Jedoch traten Wolfgang »Percy« Oehme, Heinz-Wilhelm »HeiWi« Ebke, Bernd Rösner, Wolfgang Ebke und Wigbert Pieper nicht für den eigenen Ruhm an sondern als Eröffnungsband für einen Abend, der im Zeichen der Förderung musikalischer Vielfalt und Nachwuchstalente in der Region stand.

260 Gäste hören vier Bands

Etwa 260 Gäste waren gekommen, um den vier Bands zu lauschen, die sich neben »Percy« beim Verein Enger impulsiv um einen Auftritt beworben hatten.

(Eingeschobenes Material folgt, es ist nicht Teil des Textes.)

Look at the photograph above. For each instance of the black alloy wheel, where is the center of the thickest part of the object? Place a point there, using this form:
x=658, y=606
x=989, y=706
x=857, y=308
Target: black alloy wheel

»Eine sehr stimmige Mischung«, lobte Gitarrist Jörg Westphal, der mit der Gruppe »Why-aye man« auf der Bühne stand, die Zusammensetzung des Abends, an dem die Musiker mit allerlei Facetten des Rock antraten. Nach »Percy« sorgte die Bielefelder Band »Rosegarden« für den richtigen Ton. Mit ihrem Sound, der sich irgendwo zwischen Indie und Hardrock bewegt, lieferten die Vier eine solide Performance und Hörgenuss für all jene, die auf Gitarrenrock in klassischer Besetzung stehen. Das Quartett war in diesem Sommer schon auf mehreren Bühnen der Region zu sehen und überzeugte auch in Enger mit seinen Songs Marke »Eigenbau«.

»Wir denken, dass sind Werte, hinter denen wir alle stehen können«, sagte Sänger Patrick Renner über das Motto »für Toleranz und Weltoffenheit«, unter das die Organisatoren das Festival gestellt hatten, und rief die Besucher zur Unterzeichnung des Engeraner Manifests auf, das an diesem Abend auslag und von Bernd Rammler, Mitglied der Manifest-Initiativgruppe, informierend begleitet wurde.

Nächster Act waren »Why-Aye man«. Die vierköpfige Formation um die Frontfrau Kathryn Fensome setzt sich zusammen aus Mitgliedern einer Queen- und einer Dire Straits-Coverband. Die musikalische Vorliebe von Gitarrist Jörg Westphal lässt sich schon am Instrument ablesen: er spielt auf einer Special Red, der Gitarre von Queen-Gitarrist Brian May. Einige wohlplatzierte Cover wie »Knockin’ on heavens door« rundeten das Programm aus Eigenkompositionen mit ausgedehnten Gitarrensoli ab. Schwere Gitarrenriffs und selbst geschriebene Texte machen den Sound von »Burning Lizzard« aus. Die Musiker um den gebürtigen Engeraner Sänger Mario Bunte sind fleißig unterwegs. Dem Auftritt beim Rocktober folgte einen Tag später ein Gig in der Extra-Bluesbar in Bielefeld.

Der Mann mit dem Zylinder und seine Horde machten den Abschluss. Alles was kracht, steht bei den vier Jungs von »Fall Out« auf der Setlist. Songs von Nirvana, AC/DC, den Ramones und den Beasty Boys tischt die Band dem Publikum auf und ist neben musikalischem Können auch noch mit ordentlich Show unterwegs.

»Das schreit doch nach einer Wiederholung«, findet Besucher Eckhard Wehmeier. Diesbezüglich wollen sich die Organisatoren noch nicht festlegen.